Europol ile anlaşma: AB heyeti, anlaşmanın imzalanması için Kişisel Verilerin Korunması Kanunu’nun AB standartlarıyla uyumlu hale getirilmesi gerektiği tezini işledi.
Yolsuzlukla mücadele: AB kanadı bu kritere ilişkin pratik adımlar üzerine yoğunlaştı. Türkiye’den TBMM Üyeliği Etik Kanunu teklifinin son durumu hakkında bilgi talep edildi.
Geri kabul anlaşması: Ankara, Türkiye üzerinden kural dışı şekilde AB ülkelerine geçiş yapan kişilerin geri alınmasına ilişkin Geri Kabul Anlaşması’nın (GKA), vize muafiyetiyle birlikte uygulanacağını bildirilmişti. AB, ikili geri kabul protokollerinin uygulanmasında da sıkıntılar olduğu görüşünde. Türkiye’nin Yunanistan ile ikili protokolü askıya alması yeni bir sorun oluşturma riski içeriyor.
Binlerce PKK’lı Almanya’da
Cumhurbaşkanı Erdoğan, PKK ve FETÖ üyelerinin iadesiyle ilgili soru üzerine, PKK’lıları isimlerine varıncaya kadar Almanya’ya verdiğini hatırlatarak, “Binlerce PKK terör örgütü mensubu Almanya’da bulunuyor. FETÖ’nün de yüzlerce mensubu buralarda bulunuyor. İstihbarat teşkilatlarımızın müşterek çalışmalarıyla, birbirimize olan özgüvenle nerede kimi yakalıyorsak bunu tabi teslim etmemiz işimizi kolaylaştıracaktır diye düşünüyorum. Kaldı ki PKK’nın bir terör örgütü olduğunu kabul eden bir Almanya’nın bunu yapmaktan daha kolay bir şey olamaz. Aramızda suçluların iadesi anlaşması var” dedi.

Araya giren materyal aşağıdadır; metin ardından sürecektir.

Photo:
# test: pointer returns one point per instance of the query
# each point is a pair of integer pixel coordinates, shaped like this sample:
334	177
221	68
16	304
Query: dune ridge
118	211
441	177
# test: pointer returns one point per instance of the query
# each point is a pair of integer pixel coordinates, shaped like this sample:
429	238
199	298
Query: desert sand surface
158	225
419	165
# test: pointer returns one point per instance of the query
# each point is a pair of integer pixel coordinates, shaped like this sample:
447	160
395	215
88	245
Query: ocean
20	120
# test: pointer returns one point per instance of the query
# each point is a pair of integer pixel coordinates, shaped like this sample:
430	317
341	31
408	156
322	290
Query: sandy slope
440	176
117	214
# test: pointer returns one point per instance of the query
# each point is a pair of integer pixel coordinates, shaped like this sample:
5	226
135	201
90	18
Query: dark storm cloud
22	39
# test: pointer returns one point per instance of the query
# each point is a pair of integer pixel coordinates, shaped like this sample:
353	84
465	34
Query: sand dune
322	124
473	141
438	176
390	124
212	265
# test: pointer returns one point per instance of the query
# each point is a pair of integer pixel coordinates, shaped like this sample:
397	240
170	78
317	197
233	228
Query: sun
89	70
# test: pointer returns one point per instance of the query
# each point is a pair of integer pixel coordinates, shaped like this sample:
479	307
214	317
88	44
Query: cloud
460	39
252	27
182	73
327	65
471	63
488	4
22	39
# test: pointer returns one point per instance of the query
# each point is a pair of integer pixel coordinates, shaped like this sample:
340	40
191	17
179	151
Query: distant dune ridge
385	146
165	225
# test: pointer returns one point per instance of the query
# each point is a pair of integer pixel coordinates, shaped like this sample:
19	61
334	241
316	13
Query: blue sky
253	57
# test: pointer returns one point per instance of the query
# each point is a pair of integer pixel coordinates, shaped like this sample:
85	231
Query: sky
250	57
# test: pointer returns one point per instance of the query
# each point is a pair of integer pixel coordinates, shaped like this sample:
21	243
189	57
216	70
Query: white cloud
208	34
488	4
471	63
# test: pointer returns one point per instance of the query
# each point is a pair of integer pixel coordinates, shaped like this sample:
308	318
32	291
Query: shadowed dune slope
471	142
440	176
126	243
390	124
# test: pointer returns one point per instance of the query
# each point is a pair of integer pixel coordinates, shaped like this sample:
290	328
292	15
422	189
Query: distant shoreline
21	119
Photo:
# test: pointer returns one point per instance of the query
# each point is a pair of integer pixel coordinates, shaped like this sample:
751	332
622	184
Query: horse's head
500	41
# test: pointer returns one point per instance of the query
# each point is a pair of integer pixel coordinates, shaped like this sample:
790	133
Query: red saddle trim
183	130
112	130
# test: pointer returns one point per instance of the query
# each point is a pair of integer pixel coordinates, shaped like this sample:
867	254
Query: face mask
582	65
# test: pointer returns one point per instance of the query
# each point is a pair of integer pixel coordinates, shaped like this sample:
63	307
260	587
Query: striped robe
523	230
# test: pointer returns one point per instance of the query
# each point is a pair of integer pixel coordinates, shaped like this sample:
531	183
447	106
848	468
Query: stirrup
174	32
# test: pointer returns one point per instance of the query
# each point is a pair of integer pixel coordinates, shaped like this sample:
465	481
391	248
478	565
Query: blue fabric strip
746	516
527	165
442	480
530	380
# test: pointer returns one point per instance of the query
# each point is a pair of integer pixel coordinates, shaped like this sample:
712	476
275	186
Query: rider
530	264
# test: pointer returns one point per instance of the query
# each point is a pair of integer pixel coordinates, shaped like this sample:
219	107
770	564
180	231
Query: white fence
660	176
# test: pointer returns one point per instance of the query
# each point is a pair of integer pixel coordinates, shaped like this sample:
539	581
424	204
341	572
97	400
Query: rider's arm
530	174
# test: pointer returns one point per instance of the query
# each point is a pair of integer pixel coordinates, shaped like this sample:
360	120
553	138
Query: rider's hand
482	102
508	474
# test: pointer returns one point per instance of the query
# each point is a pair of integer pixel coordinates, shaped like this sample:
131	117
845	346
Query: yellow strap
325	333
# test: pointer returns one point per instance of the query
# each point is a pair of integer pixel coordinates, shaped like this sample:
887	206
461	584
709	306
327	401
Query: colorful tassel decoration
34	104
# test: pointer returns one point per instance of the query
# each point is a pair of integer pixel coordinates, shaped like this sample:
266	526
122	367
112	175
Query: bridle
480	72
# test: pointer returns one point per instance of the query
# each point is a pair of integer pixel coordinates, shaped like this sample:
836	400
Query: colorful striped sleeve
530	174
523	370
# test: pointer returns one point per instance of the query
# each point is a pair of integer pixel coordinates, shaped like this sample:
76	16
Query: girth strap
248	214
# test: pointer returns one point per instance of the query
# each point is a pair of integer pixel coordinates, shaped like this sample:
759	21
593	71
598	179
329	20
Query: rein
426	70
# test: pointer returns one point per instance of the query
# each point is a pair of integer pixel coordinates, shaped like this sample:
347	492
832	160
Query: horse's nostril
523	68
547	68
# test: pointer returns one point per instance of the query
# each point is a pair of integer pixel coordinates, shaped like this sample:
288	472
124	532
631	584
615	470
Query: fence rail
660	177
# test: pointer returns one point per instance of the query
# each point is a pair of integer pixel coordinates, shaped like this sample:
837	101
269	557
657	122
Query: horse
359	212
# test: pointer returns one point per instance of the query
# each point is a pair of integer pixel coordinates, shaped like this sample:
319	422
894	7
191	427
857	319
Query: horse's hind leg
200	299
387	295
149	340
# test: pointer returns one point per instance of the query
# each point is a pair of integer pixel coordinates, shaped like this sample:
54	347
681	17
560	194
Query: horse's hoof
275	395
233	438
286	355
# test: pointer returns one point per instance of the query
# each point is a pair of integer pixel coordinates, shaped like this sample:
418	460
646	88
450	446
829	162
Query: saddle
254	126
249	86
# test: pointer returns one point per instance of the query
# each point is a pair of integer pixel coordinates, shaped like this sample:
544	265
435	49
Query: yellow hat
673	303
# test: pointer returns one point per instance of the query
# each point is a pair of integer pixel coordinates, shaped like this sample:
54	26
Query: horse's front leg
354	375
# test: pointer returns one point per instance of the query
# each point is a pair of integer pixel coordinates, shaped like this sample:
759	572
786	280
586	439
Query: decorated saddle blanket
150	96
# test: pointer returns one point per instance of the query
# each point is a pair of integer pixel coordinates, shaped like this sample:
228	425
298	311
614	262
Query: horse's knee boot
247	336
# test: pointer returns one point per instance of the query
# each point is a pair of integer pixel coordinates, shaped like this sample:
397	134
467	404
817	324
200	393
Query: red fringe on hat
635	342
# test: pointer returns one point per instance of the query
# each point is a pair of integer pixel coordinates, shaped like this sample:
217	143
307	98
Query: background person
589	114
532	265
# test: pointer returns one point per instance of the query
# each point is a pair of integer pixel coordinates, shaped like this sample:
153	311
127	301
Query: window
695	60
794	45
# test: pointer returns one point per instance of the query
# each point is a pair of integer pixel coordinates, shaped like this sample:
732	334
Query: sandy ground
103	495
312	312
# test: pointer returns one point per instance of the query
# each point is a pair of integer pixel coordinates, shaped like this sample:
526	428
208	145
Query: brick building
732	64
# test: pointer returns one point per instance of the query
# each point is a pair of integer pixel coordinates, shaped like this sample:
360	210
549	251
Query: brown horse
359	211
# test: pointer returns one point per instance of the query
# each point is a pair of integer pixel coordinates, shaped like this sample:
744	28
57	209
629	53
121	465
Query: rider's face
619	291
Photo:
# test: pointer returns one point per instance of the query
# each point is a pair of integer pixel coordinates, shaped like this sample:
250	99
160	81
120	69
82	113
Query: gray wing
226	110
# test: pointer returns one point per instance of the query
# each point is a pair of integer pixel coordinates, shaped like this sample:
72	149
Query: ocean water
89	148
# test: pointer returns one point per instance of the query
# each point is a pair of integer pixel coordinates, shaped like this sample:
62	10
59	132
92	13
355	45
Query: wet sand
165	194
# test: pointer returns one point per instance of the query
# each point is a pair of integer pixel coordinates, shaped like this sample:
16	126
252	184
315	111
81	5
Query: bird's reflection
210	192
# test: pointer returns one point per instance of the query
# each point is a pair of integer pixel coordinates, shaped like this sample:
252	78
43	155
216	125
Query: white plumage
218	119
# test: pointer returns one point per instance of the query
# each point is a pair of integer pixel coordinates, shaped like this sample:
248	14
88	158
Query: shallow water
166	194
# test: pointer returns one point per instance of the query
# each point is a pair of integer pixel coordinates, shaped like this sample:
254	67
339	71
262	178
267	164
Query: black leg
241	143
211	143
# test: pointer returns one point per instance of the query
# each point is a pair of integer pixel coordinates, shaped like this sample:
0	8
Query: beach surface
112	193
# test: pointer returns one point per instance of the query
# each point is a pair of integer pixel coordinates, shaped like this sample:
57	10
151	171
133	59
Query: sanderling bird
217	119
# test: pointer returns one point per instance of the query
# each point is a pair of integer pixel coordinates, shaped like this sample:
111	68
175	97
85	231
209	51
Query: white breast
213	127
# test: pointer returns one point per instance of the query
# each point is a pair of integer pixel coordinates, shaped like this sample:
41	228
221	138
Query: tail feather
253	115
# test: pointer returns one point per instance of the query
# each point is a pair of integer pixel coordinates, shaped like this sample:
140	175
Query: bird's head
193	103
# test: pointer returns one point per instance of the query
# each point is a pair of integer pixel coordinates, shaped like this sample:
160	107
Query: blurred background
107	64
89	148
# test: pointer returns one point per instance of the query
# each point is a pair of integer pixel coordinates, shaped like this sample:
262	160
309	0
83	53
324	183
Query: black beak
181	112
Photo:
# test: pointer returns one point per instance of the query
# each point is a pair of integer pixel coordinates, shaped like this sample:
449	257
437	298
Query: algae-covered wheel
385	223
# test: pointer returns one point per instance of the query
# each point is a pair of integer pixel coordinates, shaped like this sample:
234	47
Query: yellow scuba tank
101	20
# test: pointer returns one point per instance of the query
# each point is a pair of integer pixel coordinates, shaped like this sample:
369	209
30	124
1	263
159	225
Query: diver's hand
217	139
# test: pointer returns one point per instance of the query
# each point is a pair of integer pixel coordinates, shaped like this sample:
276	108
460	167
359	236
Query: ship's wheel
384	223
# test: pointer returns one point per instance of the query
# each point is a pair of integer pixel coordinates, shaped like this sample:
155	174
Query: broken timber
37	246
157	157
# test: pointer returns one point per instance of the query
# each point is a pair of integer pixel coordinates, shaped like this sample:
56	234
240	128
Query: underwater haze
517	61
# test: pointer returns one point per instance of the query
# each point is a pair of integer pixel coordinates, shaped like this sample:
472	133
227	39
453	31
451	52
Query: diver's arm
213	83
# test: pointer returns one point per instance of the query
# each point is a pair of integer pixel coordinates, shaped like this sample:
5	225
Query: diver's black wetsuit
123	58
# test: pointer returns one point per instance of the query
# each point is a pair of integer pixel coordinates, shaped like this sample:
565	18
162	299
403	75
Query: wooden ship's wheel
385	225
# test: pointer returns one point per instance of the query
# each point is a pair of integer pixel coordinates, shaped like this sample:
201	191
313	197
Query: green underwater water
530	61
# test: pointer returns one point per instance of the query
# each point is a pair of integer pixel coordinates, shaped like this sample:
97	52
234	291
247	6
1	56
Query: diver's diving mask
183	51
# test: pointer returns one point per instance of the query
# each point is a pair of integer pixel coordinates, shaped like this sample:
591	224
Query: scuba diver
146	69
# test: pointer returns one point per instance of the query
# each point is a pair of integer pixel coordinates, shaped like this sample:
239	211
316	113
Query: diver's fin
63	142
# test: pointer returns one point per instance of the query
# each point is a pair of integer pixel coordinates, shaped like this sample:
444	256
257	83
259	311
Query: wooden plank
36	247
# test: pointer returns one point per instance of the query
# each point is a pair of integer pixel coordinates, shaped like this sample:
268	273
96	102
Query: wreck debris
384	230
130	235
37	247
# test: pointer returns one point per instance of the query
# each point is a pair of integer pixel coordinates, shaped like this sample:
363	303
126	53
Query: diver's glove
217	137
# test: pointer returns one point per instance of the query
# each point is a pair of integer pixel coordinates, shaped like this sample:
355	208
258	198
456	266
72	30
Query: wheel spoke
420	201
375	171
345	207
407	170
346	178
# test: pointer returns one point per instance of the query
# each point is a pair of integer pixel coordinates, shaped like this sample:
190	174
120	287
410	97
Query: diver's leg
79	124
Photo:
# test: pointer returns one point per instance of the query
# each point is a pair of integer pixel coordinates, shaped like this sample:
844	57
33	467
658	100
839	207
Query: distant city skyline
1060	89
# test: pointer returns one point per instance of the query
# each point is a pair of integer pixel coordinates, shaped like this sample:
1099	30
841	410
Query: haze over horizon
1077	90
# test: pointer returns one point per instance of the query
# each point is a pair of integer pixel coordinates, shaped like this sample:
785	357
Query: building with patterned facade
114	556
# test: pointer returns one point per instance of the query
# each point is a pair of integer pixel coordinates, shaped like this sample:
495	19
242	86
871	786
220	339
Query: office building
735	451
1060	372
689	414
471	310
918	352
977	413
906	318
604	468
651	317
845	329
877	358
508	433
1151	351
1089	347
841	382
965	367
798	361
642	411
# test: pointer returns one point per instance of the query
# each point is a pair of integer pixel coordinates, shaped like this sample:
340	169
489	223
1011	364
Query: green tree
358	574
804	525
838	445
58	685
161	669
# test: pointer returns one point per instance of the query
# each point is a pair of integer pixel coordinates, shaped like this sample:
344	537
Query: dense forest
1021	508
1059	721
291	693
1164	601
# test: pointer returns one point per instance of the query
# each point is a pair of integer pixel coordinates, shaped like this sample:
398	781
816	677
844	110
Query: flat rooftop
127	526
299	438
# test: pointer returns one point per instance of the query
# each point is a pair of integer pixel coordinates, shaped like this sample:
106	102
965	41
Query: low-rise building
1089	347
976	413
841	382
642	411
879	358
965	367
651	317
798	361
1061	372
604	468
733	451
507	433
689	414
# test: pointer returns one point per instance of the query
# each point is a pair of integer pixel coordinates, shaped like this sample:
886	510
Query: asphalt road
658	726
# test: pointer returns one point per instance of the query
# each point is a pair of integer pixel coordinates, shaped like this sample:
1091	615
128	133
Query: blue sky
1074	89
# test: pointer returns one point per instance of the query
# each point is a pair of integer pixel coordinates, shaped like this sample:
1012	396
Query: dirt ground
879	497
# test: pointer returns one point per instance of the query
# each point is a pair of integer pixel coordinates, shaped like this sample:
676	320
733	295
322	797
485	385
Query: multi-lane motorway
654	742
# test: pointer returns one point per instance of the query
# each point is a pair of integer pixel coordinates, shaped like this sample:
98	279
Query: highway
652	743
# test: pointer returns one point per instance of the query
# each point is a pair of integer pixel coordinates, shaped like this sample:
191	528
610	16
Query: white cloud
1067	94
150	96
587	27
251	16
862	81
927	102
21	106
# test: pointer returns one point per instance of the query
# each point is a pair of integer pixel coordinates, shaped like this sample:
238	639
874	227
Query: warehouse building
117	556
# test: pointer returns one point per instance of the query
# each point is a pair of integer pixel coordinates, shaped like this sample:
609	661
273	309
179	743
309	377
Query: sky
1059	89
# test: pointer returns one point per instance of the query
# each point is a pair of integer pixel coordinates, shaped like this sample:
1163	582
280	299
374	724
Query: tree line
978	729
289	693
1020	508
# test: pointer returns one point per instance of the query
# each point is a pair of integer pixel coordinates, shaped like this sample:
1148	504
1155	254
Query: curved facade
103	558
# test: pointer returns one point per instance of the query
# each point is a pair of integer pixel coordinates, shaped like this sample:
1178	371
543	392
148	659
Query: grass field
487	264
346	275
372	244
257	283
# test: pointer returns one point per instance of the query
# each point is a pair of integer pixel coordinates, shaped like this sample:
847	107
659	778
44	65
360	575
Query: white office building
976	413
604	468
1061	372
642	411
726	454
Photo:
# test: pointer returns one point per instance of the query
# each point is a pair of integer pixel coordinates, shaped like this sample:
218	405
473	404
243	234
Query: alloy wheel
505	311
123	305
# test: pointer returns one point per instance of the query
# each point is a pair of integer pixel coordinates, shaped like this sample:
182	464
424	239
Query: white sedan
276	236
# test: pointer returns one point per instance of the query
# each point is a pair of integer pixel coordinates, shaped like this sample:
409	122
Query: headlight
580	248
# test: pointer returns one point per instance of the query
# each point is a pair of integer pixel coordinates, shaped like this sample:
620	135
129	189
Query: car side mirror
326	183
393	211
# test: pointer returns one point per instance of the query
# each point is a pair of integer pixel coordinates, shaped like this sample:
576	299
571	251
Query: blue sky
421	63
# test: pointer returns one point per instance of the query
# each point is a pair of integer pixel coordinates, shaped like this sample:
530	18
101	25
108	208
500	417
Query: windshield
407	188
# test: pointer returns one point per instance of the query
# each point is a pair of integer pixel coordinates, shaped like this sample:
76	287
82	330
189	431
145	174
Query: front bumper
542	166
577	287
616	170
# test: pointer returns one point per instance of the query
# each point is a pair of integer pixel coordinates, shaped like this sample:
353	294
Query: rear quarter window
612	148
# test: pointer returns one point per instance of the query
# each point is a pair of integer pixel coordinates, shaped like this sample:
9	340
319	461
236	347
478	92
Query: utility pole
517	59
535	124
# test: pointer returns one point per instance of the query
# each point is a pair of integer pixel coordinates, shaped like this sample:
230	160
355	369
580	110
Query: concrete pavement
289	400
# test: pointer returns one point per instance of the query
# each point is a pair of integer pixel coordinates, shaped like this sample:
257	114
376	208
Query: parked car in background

‘İstikrarlı bir Türkiye istiyoruz’
Almanya Başbakanı, konuşmasında ülkesindeki Türk vatandaşlarıyla ilgili, “İnsanların tüm çıkarlarını koruduğumuzu, ayrımcılığa uğramadan burada barışçıl bir yaşam sürmeleri için elimizden geleni yaptığımızı söyledim. Elbette camilere yönelik saldırılar kabul edilemez. Camilere karşı saldırılara tavır almaktayız” dedi. Merkel şöyle konuştu:
Almanya olarak istikrarlı bir Türkiye olsun istemekteyiz. Göç konusunu ele aldık. Türkiye olağanüstü yüksek bir performans sergilemektedir. Suriye’den gelen 3 milyon kadar mülteciye ev sahipliği yapmaktadır. İdlib konusunu ele aldık. Orada kırılgan bir durum var. Rusya, Türkiye ve Fransız devlet başkanlarıyla birlikte ben de bir araya gelerek ekim ayının ortalarında dörtlü zirve düşünüyoruz. Belli yükümlülüklerimiz var. AB’nin özellikle mülteci projeleri için kaynakların bürokratik olmayan şekilde akmasını sağlamak istiyoruz. Terörle mücadele konusunda işbirliğimizi daha da iyileştirmek istiyoruz. İçişleri bakanlarının işbirliğini tekrar canlandırmak istiyoruz. Dışişleri bakanlarının son derece iyi işbirliği bulunmaktadır. Sadece Alman vatandaşı olan insanların bazı insanların tutuklu olmaları değil sadece, belli konularda farklı görüşlerimiz olabiliyor. Ama karşılıklı konuşarak ele almamız gerekiyor.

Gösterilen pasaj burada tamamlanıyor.